Cientista propõe ação para intervir judicialmente na Pasta e criação de Comissão que fiscalizará a logística da Saúde durante a crise

Jornal GGN – O Brasil registrou cerca de 1,9 mortes em 24 horas por causa do novo coronavírus na noite de quarta-feira (3). Sem lockdown em todo o País, e diante das novas cepas que são mais infecciosas, a tendência é esse número chegar a 3.000 mortes por dia. Não adiantará ampliar o número de leitos hospitalares, porque não haverá profissionais de saúde para atender a demanda. Com esse contingente de mortes, no intervalo de 90 dias, o Brasil poderá dobrar o número atual de vítimas fatais da pandemia e chegar a mais de 500.000 óbitos. “Isso já é um genocídio, só que ninguém ainda usou a palavra”, diz o cientista Miguel Nicolelis, em entrevista ao El País desta quinta (4).

Para Nicolelis, há uma saída para a crise atual: intervenção no Ministério da Saúde. “É preciso decretar lockdown de pelo menos 21 dias e pagar um auxílio financeiro para que as pessoas fiquem em casa. Os governadores sabem que o Governo Federal não vai fazer nada, estão querendo empurrar a responsabilidade.
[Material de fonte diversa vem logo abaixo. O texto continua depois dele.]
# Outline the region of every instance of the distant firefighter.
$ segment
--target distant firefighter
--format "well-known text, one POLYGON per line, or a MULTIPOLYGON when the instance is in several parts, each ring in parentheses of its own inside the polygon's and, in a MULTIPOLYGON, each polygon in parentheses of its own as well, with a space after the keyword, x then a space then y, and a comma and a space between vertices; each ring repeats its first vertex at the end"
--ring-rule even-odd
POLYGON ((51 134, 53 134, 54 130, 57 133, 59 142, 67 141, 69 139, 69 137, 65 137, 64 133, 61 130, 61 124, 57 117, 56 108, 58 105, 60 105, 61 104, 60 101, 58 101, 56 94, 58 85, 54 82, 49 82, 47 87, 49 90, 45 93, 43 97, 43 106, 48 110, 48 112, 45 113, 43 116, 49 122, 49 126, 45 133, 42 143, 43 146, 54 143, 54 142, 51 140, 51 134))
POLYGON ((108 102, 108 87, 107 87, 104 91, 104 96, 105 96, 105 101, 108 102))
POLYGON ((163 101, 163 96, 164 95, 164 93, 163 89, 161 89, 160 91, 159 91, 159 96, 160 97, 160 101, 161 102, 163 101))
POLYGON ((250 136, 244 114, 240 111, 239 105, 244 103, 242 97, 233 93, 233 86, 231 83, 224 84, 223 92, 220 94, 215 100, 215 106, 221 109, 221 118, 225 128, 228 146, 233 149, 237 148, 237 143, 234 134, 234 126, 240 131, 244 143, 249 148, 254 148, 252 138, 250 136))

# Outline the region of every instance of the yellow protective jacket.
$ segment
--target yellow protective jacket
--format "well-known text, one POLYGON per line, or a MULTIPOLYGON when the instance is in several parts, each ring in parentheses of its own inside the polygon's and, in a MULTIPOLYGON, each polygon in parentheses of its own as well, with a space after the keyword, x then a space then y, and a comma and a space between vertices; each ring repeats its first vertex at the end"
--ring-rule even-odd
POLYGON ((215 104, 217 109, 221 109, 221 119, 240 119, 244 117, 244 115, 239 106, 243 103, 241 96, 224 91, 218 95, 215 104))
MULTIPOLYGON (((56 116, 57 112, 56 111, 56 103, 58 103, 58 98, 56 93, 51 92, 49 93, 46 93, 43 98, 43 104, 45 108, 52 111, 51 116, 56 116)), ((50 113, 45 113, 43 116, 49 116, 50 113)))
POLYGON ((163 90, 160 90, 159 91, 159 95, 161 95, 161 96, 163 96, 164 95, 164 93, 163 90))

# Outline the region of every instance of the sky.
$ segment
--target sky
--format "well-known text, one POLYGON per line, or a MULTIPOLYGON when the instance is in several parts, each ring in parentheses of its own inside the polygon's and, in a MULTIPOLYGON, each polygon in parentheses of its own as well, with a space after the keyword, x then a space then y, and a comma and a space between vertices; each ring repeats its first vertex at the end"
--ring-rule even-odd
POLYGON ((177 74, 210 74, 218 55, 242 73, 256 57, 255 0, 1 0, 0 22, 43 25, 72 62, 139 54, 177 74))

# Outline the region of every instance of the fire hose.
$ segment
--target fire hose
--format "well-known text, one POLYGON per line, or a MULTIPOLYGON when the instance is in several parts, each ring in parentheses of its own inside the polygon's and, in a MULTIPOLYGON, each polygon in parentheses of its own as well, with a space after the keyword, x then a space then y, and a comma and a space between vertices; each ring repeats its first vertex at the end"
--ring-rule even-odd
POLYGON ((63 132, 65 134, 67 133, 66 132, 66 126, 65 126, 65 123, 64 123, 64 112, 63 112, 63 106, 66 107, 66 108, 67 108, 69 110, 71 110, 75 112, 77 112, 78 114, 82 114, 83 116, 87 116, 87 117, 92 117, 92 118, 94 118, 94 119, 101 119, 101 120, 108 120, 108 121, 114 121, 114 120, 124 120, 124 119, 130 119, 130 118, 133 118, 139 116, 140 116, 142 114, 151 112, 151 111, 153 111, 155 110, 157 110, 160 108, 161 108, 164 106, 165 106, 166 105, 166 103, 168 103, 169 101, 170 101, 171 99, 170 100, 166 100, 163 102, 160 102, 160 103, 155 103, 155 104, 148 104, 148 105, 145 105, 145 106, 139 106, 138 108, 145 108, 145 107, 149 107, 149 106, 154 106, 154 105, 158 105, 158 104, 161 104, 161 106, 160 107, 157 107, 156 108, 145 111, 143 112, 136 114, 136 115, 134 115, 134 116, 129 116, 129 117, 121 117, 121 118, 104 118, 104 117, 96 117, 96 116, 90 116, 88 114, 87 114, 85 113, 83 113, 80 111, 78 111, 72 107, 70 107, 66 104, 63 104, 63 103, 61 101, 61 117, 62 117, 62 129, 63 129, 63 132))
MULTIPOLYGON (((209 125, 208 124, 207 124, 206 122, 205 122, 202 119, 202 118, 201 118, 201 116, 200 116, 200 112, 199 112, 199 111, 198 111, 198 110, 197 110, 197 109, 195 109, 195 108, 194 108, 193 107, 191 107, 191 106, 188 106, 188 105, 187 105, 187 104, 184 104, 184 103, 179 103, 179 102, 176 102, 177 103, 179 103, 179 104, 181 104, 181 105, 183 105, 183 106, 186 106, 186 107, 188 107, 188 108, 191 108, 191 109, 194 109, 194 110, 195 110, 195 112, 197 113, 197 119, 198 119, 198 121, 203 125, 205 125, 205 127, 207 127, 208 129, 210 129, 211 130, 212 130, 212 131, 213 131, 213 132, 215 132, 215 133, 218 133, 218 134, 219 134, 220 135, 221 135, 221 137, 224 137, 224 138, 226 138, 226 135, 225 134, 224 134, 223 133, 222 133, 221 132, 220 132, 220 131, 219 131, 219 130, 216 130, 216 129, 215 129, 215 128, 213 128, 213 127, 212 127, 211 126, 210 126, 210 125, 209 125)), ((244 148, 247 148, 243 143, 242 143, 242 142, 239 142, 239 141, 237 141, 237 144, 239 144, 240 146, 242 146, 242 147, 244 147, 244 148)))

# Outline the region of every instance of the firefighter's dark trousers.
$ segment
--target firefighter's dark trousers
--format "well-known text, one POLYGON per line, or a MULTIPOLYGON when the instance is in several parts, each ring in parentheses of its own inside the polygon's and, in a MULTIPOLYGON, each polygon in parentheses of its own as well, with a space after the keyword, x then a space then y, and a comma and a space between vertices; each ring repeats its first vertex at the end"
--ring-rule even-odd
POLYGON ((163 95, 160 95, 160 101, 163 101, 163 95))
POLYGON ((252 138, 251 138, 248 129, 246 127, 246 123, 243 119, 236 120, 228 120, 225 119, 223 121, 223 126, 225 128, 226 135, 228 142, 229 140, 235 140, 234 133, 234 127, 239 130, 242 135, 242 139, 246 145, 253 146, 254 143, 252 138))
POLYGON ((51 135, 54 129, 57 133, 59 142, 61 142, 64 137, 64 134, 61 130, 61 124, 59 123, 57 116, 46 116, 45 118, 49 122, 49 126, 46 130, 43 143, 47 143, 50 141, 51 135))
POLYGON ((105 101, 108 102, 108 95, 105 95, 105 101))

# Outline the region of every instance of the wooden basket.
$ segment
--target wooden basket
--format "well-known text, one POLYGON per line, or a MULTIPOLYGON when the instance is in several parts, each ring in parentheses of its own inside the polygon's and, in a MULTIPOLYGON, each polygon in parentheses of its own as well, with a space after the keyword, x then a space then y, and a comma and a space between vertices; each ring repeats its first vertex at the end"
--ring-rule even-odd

Estou sugerindo desde de novembro de criar uma Comissão Nacional com a sociedade civil, governadores e Supremo, que precisa decretar uma tutela judicial no Ministério da Saúde. Uma intervenção. E essa Comissão Nacional ficaria responsável por tomar decisões e supervisionar toda a logística”, sugeriu.

NOVOS LEITOS NÃO RESOLVEM

Ainda de acordo com Nicolelis, o lockdown é a única saída para o contexto atual da pandemia. Criar novos leitos é apenas mascarar o problema, pois já não há profissionais suficientes para dar conta do colapso que virá pela frente.

“Não tem mais médico, não tem mais enfermeiro. Todo mundo sabe, e os políticos sabem também, que a velocidade de crescimento do vírus é exponencialmente mais veloz que a capacidade de criar, equipar e por gente no leito de UTI. Não tem como combater isso criando mais vagas nos hospitais. É a típica estratégia de maquiagem. Aumenta os leitos, mas os leitos às vezes nem funcionais estão, mas vão para a conta e diminui a taxa de ocupação”, disse.